まあ、人間を塵芥扱いしていた頃に比べれば格段の進歩ではある。以前は本当に人間を塵芥と思っていたタナトスが、現状ではミジンコくらいには扱いを変えている…口では相変わらず塵芥扱いではあるが。
「それにしても、珍しいですね。人間の行事に合わせてのご来訪とは」
巨蟹宮の出口へデスマスクが接待しながら案内すると、タナトスは得意そうに頷いた。
「この先のクリスマスとやらは、冥府に敵対する概念のイベントだが、冬至は夜のもっとも長くなる日。我々が地上をおとなうことに問題あるまい」
「えーと、その」
とうとう我慢できずにデスマスクは突っ込んだ。
「柚子湯ってのは無病息災を祈る習慣ですから、思いっきり死の神のアンタの意義には反すると思いますよ」
そう言った途端、タナトスの頭上を飛び回っていた魑魅魍魎たちから、デスマスクは次々と柚子をぶつけられる羽目になった。
地上のめでたい行事って大抵タナトスの意義に反してますよね 2012/12/21
◆人類滅亡の日
「何か良いことでもございましたか」
機嫌のよさそうなタナトスへ、サガは愛想よく紅茶を差し出した。自死をした彼はもともとタナトスの性質に惹かれる傾向があるが、タナトスが風呂用アイテムとして柚子を持参したことで、一気に好感度を上げている。
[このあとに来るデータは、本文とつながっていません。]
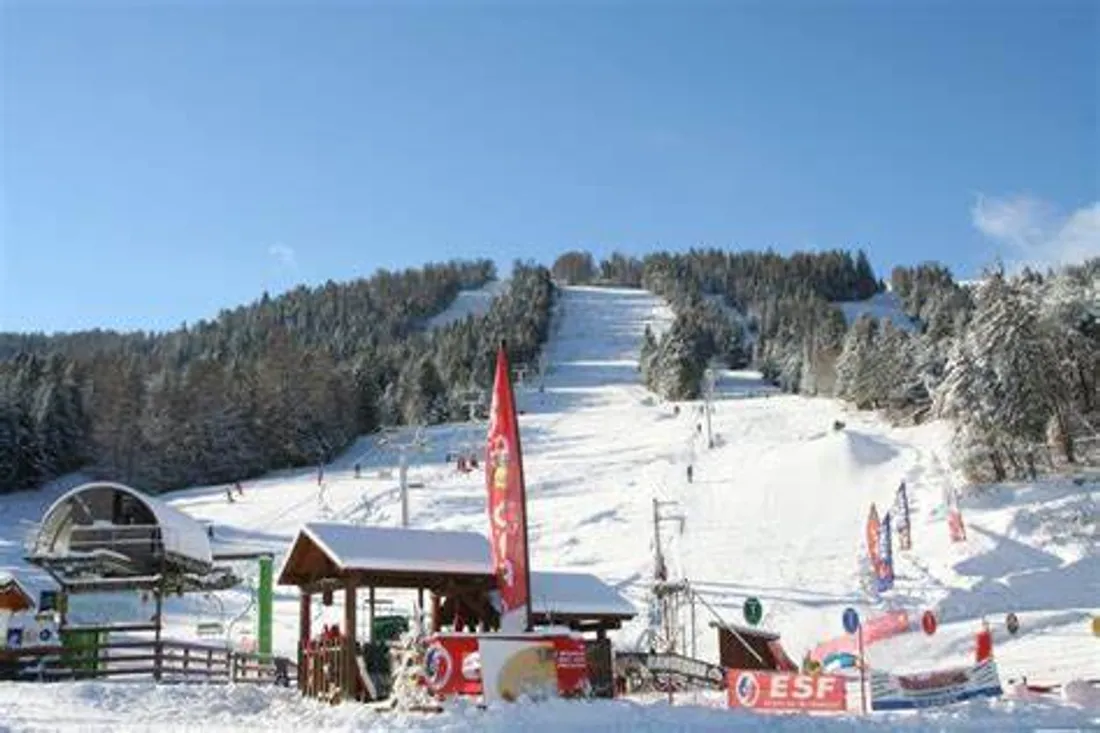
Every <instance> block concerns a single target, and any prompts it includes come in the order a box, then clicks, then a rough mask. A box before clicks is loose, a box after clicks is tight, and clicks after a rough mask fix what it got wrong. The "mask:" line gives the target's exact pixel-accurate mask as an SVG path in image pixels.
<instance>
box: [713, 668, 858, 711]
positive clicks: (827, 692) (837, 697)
mask: <svg viewBox="0 0 1100 733" xmlns="http://www.w3.org/2000/svg"><path fill="white" fill-rule="evenodd" d="M726 682H727V685H726V691H727V696H728V700H729V707H730V708H745V709H748V710H760V711H790V710H802V711H806V710H815V711H829V712H836V711H844V710H847V708H848V698H847V689H846V687H845V683H846V681H845V678H844V677H840V676H838V675H796V674H793V672H768V671H757V670H749V669H730V670H728V671H727V672H726Z"/></svg>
隣ではカノンがそっぽを向いてソファーに座っていた。こちらは諸所不満があるものの、海将軍筆頭として外交の一貫と割り切ることにしたようだ。サガがカノンの前にもティーカップを置く。
タナトスはカップを取り上げ、紅茶の香りを楽しんでから口をつけた。上質のアッサムティーだ。一口含んで喉を潤し、満足そうに余韻を味わっている。
「ふ、機嫌よくもなろうというもの。聞けばお前達塵芥は今日滅ぶそうではないか。ハーデス様もお喜びになるだろう。オレは忙しくなるが、そのまえに風呂で英気を養おうと思ってな」
カノンががたりと立ち上がった。サガもさすがに引き締まった表情となる。
「何かのお間違えでは…」
それでも穏やかに尋ねたのは、僭称ながら教皇職を務めた貫禄だ。
「そんなことはない。お前達の情報ツールであるインターネットとやらに書いてあったぞ」
サガは怪訝そうな顔をしたが、カノンの方は目を瞬かせたあとソファーに腰を下ろした。そして、努めて喧嘩口調ではなく外交的な姿勢で話しかける。
「マヤ暦による『人類滅亡の日』は…いくぶん人間による予言ゆえ、精度に欠けます。とりあえず風呂にでも入って滅亡までの時間をお待ち下さい」
まっっっっっっっっっっったく信じていないカノンであった。しかし、地上に現れた死の神のせいで、万が一にも滅亡の可能性が上がるよりは、双児宮で接待漬けにしておいたほうが良いとの判断をしたのである。
さらに、タナトスの地上来訪にヒュプノスが伴っていないということは、ヒュプノスはその予言を信じておらず、タナトスの夢を壊さぬよう何も言及しなかったのであろうという背景まで読み取っていた。
「ふふ、珍しくしおらしいではないか。いつもそのような態度でいろ」
尊大な態度のタナトスへ、内心で(うるせーバーロー)と返しつつ、カノンは茶菓子をタナトスのほうへ差し出す。事情の判らぬサガは、判らぬなりにカノンを見て大丈夫と判定したらしい。座りなおし、紅茶を口にした。
柚子の香りが充満した双児宮で、『滅びぬではないか!』とタナトスが怒り出すまでには、まだもう少し時間があった。